The Maldives saw overall arrivals in the first nine months of 2021 fall just 12 per cent versus the same period of 2019, according to Reuters.

But the Maldives stopped taking workers from Bangladesh in 2019, Milon said.

Bangladeshis who are working illegally in the Maldives after arriving with tourist visa can become legal workers if they apply as a worker of a company, according to him.

He believes strong efforts by the Bangladesh mission in the Maldives will create an opportunity for Bangladeshi workers to travel legally to the archipelago.

“We’ve heard that the prime minister will visit the Maldives. We always say she should talk to the authorities to expand the Maldivian labour market for Bangladeshis, because it is impossible to earn the same amount by working in many other countries.”

Milon sent home Tk 1 million in around two years amid the pandemic.

Remittances from the Maldives more than doubled to $44.74 million in 2019-20 fiscal year from the remittances of 2018-19. The amount slightly rose past $46 million in 2020-21 financial year.

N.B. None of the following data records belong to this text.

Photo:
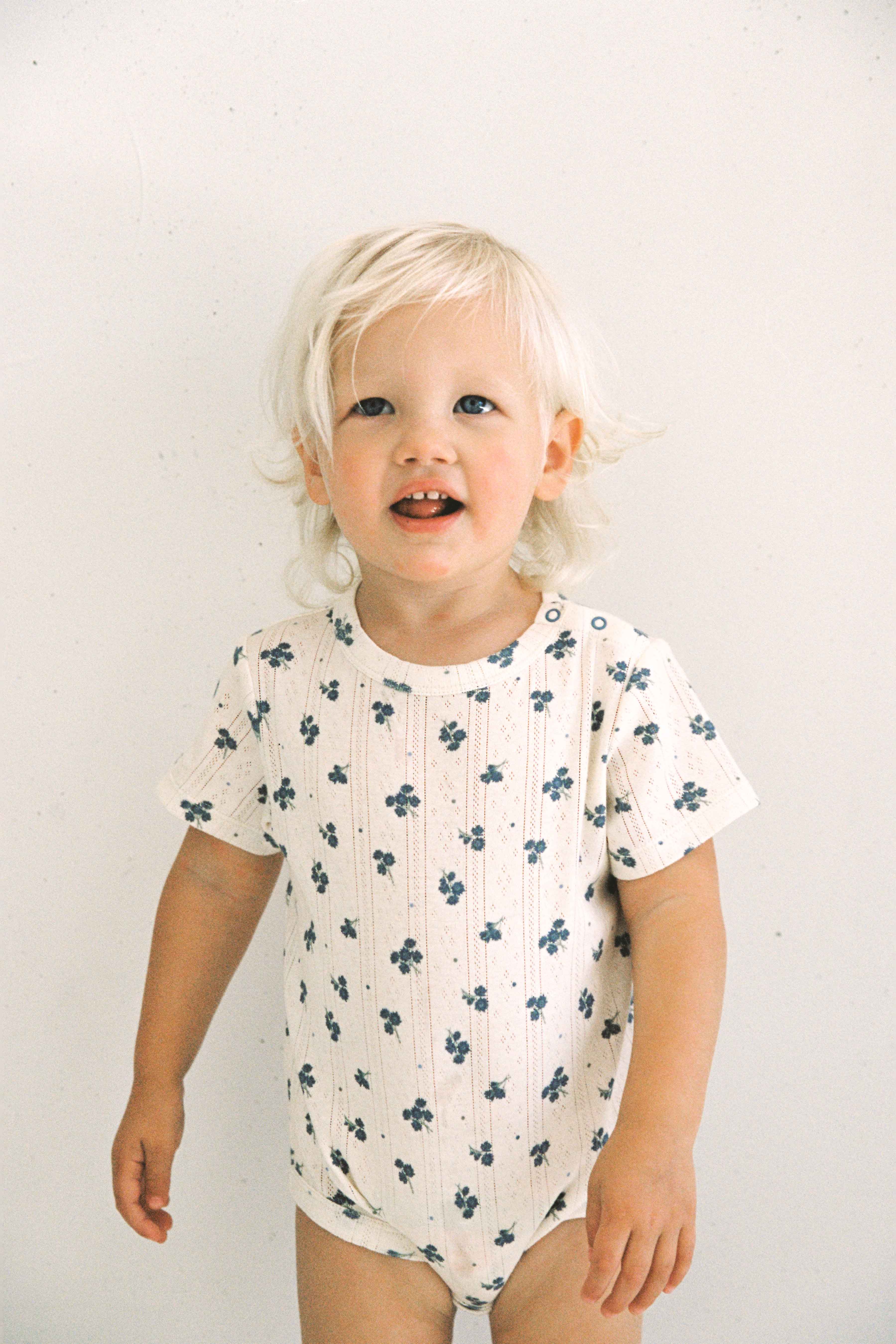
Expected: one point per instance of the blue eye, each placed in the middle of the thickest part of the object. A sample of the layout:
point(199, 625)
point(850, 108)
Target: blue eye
point(473, 397)
point(370, 406)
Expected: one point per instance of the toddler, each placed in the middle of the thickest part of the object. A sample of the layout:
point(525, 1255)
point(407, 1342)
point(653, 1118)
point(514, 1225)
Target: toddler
point(495, 806)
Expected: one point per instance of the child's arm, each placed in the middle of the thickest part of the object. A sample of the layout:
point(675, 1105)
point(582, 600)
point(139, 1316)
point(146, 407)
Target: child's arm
point(641, 1212)
point(209, 910)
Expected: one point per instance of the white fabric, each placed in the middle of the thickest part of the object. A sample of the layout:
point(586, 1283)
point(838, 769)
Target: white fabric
point(457, 971)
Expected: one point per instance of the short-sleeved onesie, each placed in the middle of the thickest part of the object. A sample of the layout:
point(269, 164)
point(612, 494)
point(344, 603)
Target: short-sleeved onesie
point(457, 965)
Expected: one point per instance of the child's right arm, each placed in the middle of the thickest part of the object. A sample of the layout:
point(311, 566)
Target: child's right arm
point(209, 910)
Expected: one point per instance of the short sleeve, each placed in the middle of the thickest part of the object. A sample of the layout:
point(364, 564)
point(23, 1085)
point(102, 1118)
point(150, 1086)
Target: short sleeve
point(672, 783)
point(218, 784)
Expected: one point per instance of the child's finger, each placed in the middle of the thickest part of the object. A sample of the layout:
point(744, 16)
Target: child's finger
point(128, 1190)
point(158, 1174)
point(606, 1259)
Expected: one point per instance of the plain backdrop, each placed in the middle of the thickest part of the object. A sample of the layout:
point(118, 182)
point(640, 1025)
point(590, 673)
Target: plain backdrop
point(714, 186)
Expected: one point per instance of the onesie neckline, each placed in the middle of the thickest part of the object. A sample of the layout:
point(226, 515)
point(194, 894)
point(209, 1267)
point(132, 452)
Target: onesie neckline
point(414, 678)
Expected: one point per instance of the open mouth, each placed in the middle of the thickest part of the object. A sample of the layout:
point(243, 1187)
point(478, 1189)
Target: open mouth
point(426, 507)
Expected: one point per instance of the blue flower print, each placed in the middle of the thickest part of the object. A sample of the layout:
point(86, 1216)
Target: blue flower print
point(452, 734)
point(343, 630)
point(409, 958)
point(703, 728)
point(542, 701)
point(555, 937)
point(558, 1205)
point(565, 643)
point(405, 1172)
point(465, 1201)
point(640, 679)
point(384, 713)
point(403, 800)
point(330, 834)
point(285, 795)
point(279, 656)
point(504, 658)
point(256, 720)
point(347, 1205)
point(418, 1115)
point(537, 849)
point(457, 1049)
point(308, 730)
point(561, 781)
point(197, 812)
point(492, 933)
point(690, 795)
point(648, 733)
point(557, 1085)
point(598, 1139)
point(476, 839)
point(225, 742)
point(610, 1027)
point(450, 888)
point(477, 998)
point(541, 1152)
point(385, 865)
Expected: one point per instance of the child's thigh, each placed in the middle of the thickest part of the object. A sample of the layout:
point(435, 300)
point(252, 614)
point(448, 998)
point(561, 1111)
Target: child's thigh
point(541, 1301)
point(351, 1293)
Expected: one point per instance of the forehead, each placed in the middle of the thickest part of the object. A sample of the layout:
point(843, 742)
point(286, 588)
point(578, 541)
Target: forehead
point(448, 336)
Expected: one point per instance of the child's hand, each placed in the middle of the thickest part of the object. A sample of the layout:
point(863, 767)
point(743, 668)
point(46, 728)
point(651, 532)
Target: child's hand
point(640, 1219)
point(143, 1152)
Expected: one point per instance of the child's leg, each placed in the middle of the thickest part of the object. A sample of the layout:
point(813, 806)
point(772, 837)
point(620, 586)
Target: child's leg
point(541, 1301)
point(351, 1293)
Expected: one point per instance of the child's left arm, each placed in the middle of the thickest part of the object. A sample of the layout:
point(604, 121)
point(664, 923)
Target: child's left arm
point(641, 1209)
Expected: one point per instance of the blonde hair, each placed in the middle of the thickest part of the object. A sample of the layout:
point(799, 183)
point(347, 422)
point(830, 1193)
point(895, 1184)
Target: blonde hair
point(355, 281)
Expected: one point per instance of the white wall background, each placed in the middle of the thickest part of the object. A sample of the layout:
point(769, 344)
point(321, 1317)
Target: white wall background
point(715, 185)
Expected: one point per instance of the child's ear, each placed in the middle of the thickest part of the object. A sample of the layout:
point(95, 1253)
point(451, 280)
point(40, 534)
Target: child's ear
point(315, 483)
point(566, 437)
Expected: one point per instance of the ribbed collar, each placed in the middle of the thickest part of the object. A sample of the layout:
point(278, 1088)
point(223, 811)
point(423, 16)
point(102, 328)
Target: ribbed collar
point(420, 678)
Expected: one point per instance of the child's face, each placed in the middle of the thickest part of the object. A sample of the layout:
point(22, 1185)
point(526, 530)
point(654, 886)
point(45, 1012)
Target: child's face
point(439, 396)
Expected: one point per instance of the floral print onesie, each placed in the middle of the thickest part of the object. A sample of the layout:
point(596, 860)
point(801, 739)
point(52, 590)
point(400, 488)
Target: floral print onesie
point(457, 967)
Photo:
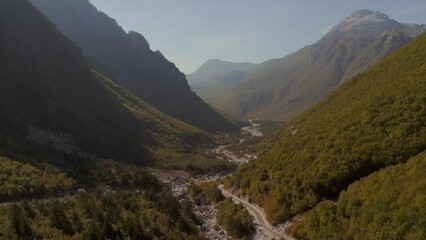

Shariful Islam Hasan, programme head at BRAC Migration, said the government should take quick steps to legalise the undocumented Bangladeshis in the Maldives because they are deprived of fair pay and other rights. The government also needs to work on sending new workers to the Maldives, he said.

Maldivian President Ibrahim Mohamed Solih, during his visit to Dhaka to join the celebrations of Bangladesh’s golden jubilee of independence and the birth centenary of Bangabandhu Sheikh Mujibur Rahman in March, urged the government to send doctors and nurses.

Hasina then requested him to legalise the undocumented Bangladeshis.

As the high number of migrants raised the demand for travel between Bangladesh and the Maldives, US-Bangla Airlines last month launched direct flights on the Dhaka-Male route.

US-Bangla Managing Director Abdullah Al Mamun said the airlines has reduced the cost of one-way travel on the route to Tk 25,000 from Tk 65,000 per flight.